Preserving the Family Nest for Children of Divorce
Early in my career, I read an article in the New York Times Magazine describing a divorced family, a mother and father in their 70s, both of whom had remarried, and were vacationing with their adult children and their six grandchildren on the French Riviera. It could have been the Jersey shore or almost anywhere else. Their subsequent partners were flying into another nearby country to begin the second part of their summer vacations.
The story resonated. All marriages cannot and should not be preserved. The three big A;s: raging stubbornly untreated Alcoholism, physical or mental Abuse, hidden Adultery over many years; plus dastardly illness, both physical and mental, long-distance moves, people falling back in love with their childhood sweethearts, or “soul mates”, or an intransigent lack of connection, make beginning or maintaining some marriages untenable.
The children of the above parents do not need their parents married. They need their parents to come together around them and their activities, become more attentive parents than they were when married and to the extent possible to observe rituals and celebrations together.
In my many years of practice as a divorce and family mediator, I have seen soon-to-be-ex-spouses tuck their children into bed every night in one of their homes. I have witnessed a father go way across town to pick up his three children from the school bus, do their homework with each of them and prepare dinner one night a week at their mother’s home. He had them with him on Saturdays, their mother on Sundays. These are only two of many, many examples of parents who do not give up daily, or almost daily, access to their children, something which the majority of parents fear. These parents don’t believe that divorce gives them a “get out free” ticket to spend only half of their time parenting their children. They don’t believe that divorce ends family.

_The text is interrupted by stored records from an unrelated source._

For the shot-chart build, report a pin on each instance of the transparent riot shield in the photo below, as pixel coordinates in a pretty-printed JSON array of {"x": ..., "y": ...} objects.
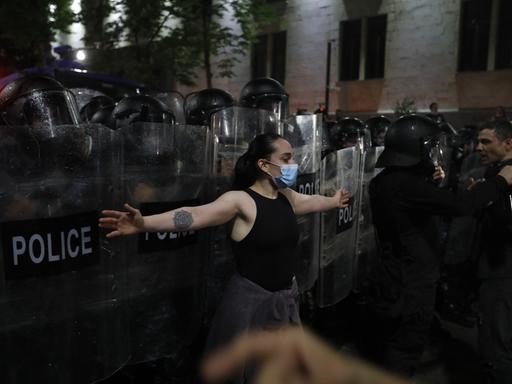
[
  {"x": 61, "y": 318},
  {"x": 165, "y": 167},
  {"x": 233, "y": 129},
  {"x": 304, "y": 134},
  {"x": 175, "y": 102},
  {"x": 366, "y": 247},
  {"x": 338, "y": 227}
]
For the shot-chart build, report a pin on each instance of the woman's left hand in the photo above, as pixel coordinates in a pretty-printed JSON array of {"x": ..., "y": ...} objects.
[{"x": 342, "y": 196}]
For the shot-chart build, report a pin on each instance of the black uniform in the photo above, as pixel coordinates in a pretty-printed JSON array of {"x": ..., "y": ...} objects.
[
  {"x": 405, "y": 208},
  {"x": 495, "y": 272}
]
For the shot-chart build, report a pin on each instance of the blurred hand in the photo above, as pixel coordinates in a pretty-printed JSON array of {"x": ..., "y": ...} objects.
[
  {"x": 342, "y": 196},
  {"x": 506, "y": 172},
  {"x": 122, "y": 223},
  {"x": 439, "y": 174},
  {"x": 291, "y": 355}
]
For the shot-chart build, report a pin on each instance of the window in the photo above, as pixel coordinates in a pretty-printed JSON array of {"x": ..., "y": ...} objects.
[
  {"x": 269, "y": 56},
  {"x": 504, "y": 38},
  {"x": 363, "y": 44},
  {"x": 485, "y": 35},
  {"x": 474, "y": 36},
  {"x": 279, "y": 56},
  {"x": 375, "y": 46},
  {"x": 350, "y": 50},
  {"x": 259, "y": 57}
]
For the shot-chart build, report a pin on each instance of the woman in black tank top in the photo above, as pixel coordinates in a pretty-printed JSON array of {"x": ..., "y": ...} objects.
[{"x": 263, "y": 209}]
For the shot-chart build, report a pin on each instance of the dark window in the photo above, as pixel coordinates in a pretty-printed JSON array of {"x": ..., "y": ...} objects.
[
  {"x": 259, "y": 57},
  {"x": 350, "y": 39},
  {"x": 474, "y": 36},
  {"x": 279, "y": 56},
  {"x": 375, "y": 47},
  {"x": 504, "y": 38}
]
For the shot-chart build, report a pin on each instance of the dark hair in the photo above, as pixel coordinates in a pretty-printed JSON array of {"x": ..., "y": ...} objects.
[
  {"x": 246, "y": 168},
  {"x": 502, "y": 128}
]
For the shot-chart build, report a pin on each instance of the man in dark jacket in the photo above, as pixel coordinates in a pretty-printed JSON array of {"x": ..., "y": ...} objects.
[
  {"x": 495, "y": 261},
  {"x": 405, "y": 203}
]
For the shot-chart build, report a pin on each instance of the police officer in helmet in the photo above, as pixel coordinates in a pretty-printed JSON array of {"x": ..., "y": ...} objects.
[
  {"x": 406, "y": 202},
  {"x": 265, "y": 93}
]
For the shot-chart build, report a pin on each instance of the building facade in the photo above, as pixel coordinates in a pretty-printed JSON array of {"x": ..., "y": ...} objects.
[{"x": 382, "y": 52}]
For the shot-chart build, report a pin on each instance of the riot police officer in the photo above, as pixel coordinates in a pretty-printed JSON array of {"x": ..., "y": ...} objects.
[
  {"x": 495, "y": 260},
  {"x": 200, "y": 106},
  {"x": 405, "y": 202},
  {"x": 265, "y": 93},
  {"x": 378, "y": 126}
]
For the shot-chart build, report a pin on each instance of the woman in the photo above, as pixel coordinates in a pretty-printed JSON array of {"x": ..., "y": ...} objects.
[{"x": 264, "y": 235}]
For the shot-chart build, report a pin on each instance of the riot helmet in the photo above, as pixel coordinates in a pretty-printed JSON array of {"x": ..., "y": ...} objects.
[
  {"x": 148, "y": 135},
  {"x": 175, "y": 102},
  {"x": 37, "y": 101},
  {"x": 99, "y": 111},
  {"x": 412, "y": 139},
  {"x": 141, "y": 108},
  {"x": 200, "y": 106},
  {"x": 265, "y": 93},
  {"x": 378, "y": 126},
  {"x": 345, "y": 133}
]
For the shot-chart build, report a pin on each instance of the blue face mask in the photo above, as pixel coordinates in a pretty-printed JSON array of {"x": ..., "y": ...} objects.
[{"x": 288, "y": 175}]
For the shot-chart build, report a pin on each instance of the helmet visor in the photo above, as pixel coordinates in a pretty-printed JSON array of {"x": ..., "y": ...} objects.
[
  {"x": 437, "y": 148},
  {"x": 42, "y": 108}
]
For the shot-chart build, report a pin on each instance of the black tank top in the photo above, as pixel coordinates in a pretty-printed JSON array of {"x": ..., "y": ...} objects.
[{"x": 266, "y": 255}]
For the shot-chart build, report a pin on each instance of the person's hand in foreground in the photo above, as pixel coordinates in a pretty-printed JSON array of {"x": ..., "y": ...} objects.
[
  {"x": 122, "y": 223},
  {"x": 291, "y": 355}
]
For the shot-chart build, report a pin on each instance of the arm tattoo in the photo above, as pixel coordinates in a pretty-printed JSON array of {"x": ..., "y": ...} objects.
[{"x": 183, "y": 220}]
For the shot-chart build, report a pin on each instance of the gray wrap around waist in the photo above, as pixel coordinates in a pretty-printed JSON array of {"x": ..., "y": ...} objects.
[{"x": 247, "y": 306}]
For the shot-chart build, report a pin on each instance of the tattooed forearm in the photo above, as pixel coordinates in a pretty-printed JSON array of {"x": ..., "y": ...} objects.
[{"x": 183, "y": 220}]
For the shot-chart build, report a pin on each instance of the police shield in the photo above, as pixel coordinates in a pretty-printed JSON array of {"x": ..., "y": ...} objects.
[
  {"x": 339, "y": 227},
  {"x": 366, "y": 244},
  {"x": 165, "y": 167},
  {"x": 303, "y": 132},
  {"x": 62, "y": 320},
  {"x": 233, "y": 129}
]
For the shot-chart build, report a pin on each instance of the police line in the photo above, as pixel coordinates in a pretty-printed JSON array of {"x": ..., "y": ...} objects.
[{"x": 122, "y": 297}]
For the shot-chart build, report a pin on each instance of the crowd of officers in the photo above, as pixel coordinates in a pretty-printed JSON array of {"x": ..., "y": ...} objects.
[{"x": 443, "y": 224}]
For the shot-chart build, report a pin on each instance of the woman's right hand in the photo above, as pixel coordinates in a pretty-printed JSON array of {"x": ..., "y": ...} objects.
[{"x": 122, "y": 223}]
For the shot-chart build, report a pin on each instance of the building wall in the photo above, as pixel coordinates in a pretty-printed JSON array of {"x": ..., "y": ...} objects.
[{"x": 420, "y": 63}]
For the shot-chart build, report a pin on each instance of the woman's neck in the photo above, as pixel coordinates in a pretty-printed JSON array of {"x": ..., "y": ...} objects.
[{"x": 265, "y": 187}]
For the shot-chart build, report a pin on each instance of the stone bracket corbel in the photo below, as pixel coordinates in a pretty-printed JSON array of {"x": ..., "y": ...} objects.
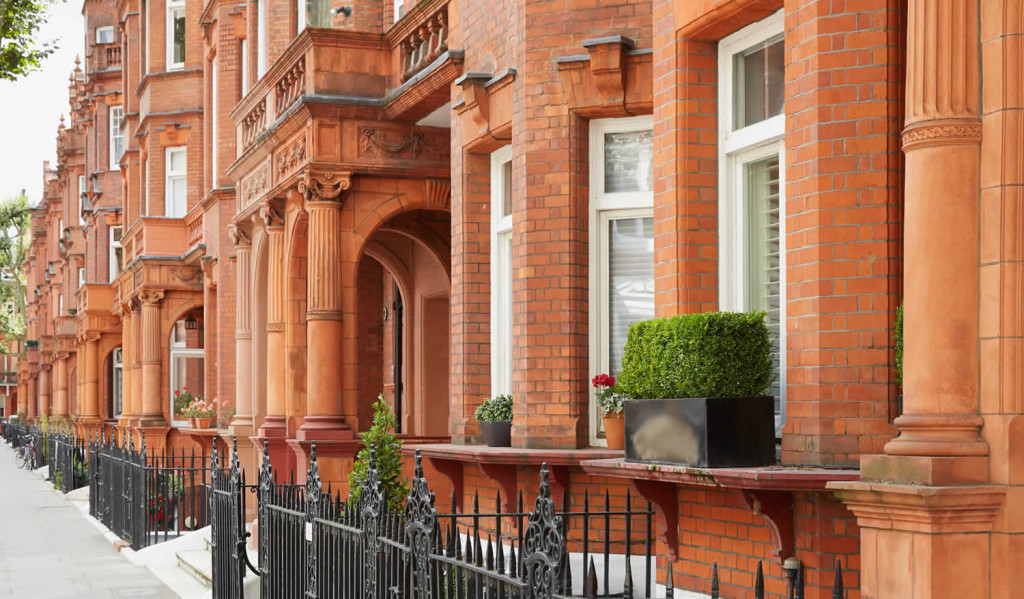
[
  {"x": 607, "y": 66},
  {"x": 777, "y": 509},
  {"x": 665, "y": 498}
]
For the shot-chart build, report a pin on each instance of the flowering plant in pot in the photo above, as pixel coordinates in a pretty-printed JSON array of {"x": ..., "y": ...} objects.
[
  {"x": 495, "y": 416},
  {"x": 697, "y": 386},
  {"x": 201, "y": 412},
  {"x": 611, "y": 403}
]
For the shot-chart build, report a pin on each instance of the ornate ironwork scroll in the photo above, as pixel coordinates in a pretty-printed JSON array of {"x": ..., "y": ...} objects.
[
  {"x": 421, "y": 521},
  {"x": 544, "y": 544}
]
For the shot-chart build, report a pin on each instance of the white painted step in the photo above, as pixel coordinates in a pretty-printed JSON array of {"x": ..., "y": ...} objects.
[{"x": 199, "y": 563}]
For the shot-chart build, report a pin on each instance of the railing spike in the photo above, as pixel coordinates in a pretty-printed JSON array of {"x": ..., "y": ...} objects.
[
  {"x": 838, "y": 584},
  {"x": 591, "y": 590}
]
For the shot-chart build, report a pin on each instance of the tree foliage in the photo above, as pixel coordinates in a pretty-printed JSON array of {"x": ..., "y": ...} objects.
[
  {"x": 14, "y": 230},
  {"x": 20, "y": 50},
  {"x": 387, "y": 454}
]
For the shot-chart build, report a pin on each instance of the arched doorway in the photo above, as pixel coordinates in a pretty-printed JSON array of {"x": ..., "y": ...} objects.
[{"x": 403, "y": 306}]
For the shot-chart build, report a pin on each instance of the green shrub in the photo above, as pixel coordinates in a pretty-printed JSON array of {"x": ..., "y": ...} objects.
[
  {"x": 714, "y": 354},
  {"x": 387, "y": 453},
  {"x": 898, "y": 344},
  {"x": 497, "y": 409}
]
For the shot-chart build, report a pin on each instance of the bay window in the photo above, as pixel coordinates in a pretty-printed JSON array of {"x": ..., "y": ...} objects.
[
  {"x": 501, "y": 271},
  {"x": 752, "y": 206},
  {"x": 117, "y": 256},
  {"x": 117, "y": 139},
  {"x": 175, "y": 35},
  {"x": 622, "y": 241},
  {"x": 187, "y": 355},
  {"x": 175, "y": 175}
]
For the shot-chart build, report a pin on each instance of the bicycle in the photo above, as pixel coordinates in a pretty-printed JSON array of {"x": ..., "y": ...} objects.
[{"x": 25, "y": 457}]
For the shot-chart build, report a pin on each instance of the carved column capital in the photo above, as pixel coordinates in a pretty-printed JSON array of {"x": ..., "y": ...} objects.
[
  {"x": 324, "y": 186},
  {"x": 240, "y": 237},
  {"x": 151, "y": 298},
  {"x": 271, "y": 214}
]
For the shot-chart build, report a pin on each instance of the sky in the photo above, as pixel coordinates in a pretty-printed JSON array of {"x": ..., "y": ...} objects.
[{"x": 31, "y": 108}]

If a mature second spouse, partner, or “side-kick” can tolerate his or her partner spending time together with his or her children and ex-spouse, those children will have a sense of being an integral part of their whole families. The parents are divorcing each other, not their children, or their family unit.

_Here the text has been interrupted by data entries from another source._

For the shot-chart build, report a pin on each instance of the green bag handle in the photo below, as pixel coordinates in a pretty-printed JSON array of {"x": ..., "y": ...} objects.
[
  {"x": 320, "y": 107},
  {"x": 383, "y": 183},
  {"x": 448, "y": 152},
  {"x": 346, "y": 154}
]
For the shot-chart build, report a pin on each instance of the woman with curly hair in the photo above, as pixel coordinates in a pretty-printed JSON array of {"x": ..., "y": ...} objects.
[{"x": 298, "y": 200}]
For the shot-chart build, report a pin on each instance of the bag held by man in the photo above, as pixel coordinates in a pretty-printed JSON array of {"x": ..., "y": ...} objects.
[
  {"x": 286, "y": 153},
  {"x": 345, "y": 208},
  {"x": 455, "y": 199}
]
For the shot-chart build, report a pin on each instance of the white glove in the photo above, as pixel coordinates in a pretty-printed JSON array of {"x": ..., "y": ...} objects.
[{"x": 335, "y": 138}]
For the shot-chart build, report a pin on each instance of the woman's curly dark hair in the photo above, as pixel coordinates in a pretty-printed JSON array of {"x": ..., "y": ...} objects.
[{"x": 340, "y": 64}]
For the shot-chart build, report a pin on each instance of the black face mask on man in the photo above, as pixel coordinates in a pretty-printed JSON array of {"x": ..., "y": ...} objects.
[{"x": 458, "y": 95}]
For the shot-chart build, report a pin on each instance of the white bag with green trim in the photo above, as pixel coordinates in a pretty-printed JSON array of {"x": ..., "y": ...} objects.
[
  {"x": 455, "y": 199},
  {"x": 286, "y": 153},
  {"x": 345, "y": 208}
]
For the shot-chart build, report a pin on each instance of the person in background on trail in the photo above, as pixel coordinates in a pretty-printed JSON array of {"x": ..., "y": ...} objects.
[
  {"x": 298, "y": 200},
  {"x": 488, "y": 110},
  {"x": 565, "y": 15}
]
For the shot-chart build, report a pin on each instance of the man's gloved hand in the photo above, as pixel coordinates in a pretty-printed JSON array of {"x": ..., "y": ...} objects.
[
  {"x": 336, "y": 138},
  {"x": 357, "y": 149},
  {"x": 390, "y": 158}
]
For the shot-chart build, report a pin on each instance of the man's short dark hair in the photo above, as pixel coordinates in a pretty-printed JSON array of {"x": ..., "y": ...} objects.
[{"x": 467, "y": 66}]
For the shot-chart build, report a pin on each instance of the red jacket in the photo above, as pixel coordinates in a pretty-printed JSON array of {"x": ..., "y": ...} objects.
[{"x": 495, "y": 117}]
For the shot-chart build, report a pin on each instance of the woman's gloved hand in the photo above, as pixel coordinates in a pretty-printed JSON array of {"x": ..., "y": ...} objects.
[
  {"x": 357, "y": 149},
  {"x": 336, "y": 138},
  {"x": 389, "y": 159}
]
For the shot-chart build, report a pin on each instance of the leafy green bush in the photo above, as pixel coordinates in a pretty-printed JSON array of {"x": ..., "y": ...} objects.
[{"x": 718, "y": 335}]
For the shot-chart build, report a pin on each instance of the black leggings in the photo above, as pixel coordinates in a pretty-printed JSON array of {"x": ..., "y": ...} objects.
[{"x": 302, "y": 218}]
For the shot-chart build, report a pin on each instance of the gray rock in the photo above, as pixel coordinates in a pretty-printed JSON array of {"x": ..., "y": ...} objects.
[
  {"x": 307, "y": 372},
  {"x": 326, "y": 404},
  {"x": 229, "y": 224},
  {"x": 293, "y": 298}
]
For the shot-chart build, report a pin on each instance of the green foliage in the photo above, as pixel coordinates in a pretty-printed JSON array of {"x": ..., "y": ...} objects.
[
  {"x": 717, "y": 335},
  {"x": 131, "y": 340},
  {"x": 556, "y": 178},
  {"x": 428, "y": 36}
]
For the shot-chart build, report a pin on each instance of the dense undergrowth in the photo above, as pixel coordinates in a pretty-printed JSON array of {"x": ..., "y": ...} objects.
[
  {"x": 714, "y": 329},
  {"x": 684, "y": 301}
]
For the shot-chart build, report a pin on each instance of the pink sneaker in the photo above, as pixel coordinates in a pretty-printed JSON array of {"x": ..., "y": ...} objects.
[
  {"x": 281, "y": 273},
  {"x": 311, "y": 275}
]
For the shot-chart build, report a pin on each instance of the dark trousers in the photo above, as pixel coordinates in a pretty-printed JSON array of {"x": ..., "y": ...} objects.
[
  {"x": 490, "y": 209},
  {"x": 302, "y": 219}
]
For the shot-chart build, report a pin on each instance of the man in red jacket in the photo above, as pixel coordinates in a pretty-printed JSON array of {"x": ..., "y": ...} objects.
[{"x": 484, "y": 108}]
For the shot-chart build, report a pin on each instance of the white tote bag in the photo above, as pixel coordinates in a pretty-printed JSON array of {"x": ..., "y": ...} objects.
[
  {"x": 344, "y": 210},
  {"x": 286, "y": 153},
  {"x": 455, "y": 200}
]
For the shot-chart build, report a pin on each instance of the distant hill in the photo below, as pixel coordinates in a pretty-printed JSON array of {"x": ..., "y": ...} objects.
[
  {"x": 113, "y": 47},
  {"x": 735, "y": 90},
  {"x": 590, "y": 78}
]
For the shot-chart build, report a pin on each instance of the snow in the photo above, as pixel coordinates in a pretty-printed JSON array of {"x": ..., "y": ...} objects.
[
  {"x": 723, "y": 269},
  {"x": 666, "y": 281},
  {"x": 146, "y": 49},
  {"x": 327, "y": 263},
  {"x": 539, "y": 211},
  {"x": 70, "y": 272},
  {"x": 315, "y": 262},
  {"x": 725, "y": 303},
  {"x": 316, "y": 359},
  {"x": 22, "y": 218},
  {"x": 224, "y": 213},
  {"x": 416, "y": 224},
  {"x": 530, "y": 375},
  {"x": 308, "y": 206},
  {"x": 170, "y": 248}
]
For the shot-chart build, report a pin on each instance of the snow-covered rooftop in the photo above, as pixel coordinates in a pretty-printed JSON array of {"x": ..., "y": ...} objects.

The process of “adversarial divorce” where attorneys are retained by each party to obtain the maximum in assets and time with their children, has made couples actually afraid of the divorce process. Not so in divorce mediation. Often couples, without knowledge of the mediation option, are sucked into the vortex of becoming enemies in the process of distributing their assets and making decisions about their children. Only one of the parents is seen as a potential “winner” in the zero-sum game of litigation. The bitter taste of the divorce process remains for years and does not portend that couples reach an understanding to continue their commitments to their children and grandchildren.
Changing the ritual by which couples divorce, changes what kinds of restructured families are possible after divorce.

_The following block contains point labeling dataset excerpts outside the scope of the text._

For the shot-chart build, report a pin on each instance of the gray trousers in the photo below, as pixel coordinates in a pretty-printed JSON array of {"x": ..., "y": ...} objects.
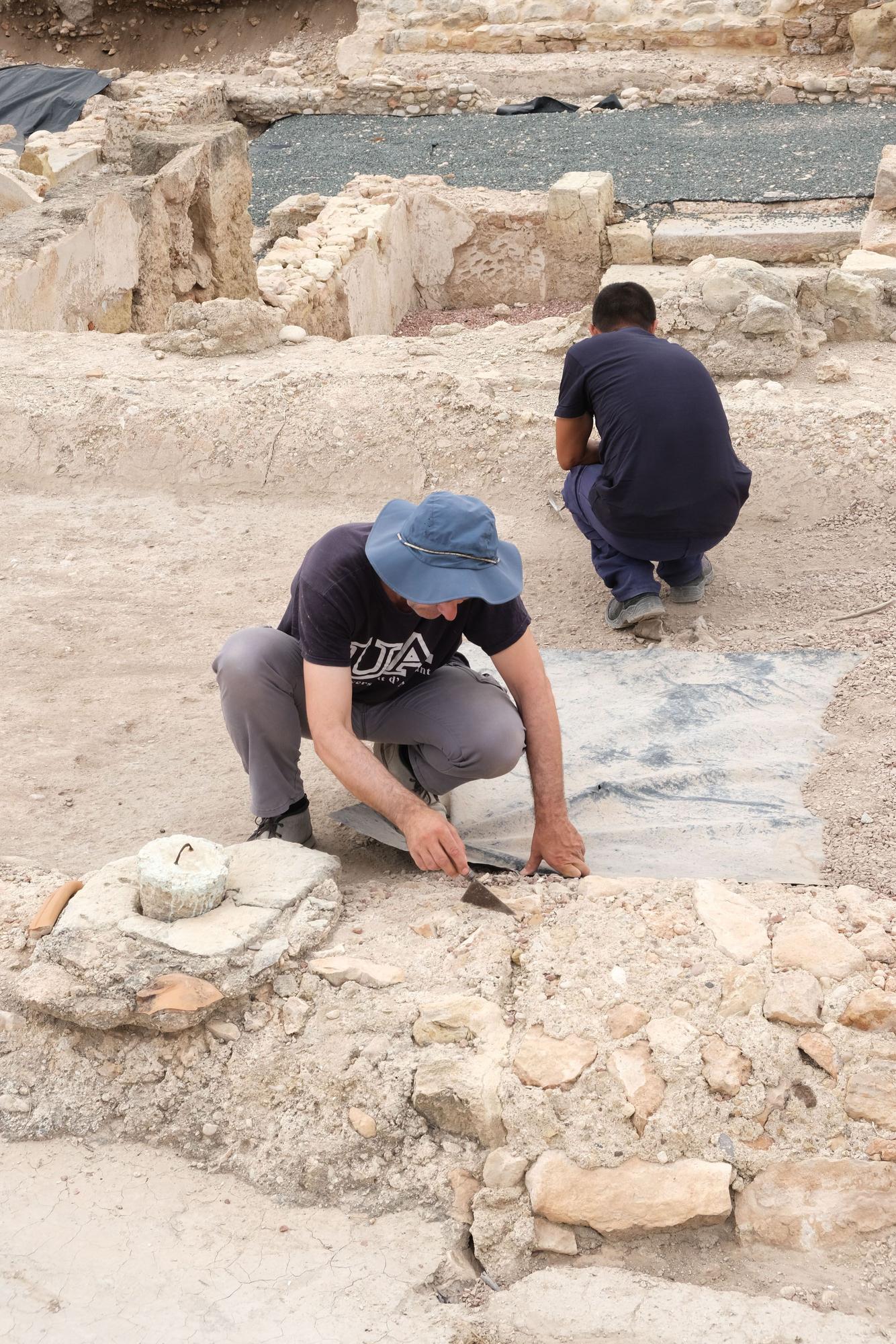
[{"x": 459, "y": 725}]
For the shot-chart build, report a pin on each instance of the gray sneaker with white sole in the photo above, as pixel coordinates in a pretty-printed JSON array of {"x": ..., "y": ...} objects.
[
  {"x": 624, "y": 616},
  {"x": 394, "y": 757},
  {"x": 292, "y": 826},
  {"x": 695, "y": 591}
]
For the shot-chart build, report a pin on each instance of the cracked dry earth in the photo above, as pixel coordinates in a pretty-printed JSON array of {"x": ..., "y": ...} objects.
[{"x": 120, "y": 592}]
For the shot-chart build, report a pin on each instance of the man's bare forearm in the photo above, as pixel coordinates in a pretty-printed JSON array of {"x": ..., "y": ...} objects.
[
  {"x": 363, "y": 776},
  {"x": 545, "y": 751}
]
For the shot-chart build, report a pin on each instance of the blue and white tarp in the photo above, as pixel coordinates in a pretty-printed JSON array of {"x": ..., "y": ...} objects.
[{"x": 678, "y": 765}]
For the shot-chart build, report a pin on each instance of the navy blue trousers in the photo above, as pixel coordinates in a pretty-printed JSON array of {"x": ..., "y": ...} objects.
[{"x": 627, "y": 564}]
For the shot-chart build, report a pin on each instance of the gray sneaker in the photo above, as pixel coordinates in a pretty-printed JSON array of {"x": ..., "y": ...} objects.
[
  {"x": 695, "y": 591},
  {"x": 645, "y": 607},
  {"x": 295, "y": 827},
  {"x": 392, "y": 756}
]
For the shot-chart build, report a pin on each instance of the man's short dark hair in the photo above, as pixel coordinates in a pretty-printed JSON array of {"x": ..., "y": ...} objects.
[{"x": 625, "y": 304}]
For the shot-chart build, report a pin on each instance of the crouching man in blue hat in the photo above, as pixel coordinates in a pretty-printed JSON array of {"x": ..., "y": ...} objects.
[{"x": 369, "y": 653}]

Every day in my office couples make reasonable, sane, creative decisions about their divorces and the restructuring of their families. They are helped to generate creative options for dividing time with their children and their worldly goods without hostility, often enjoying more humor than they have in years.
Divorce mediation and collaborative process negotiation are the two processes that we divorce professionals in the dispute resolution field recommend for those who separate and divorce. Most couples can use these processes, which, in contrast to litigation, in the courts, help families maintain the important focus on the children of their union. Divorce mediation is almost always more cost and time effective and brings all of the couples’ professional helpers under the same roof at the same time.
Hostility between divorcing couples always hurts children. Especially continuing hostility. Divorce and hostility are not synonymous. Couples need to know this option for “preserving the family nest”.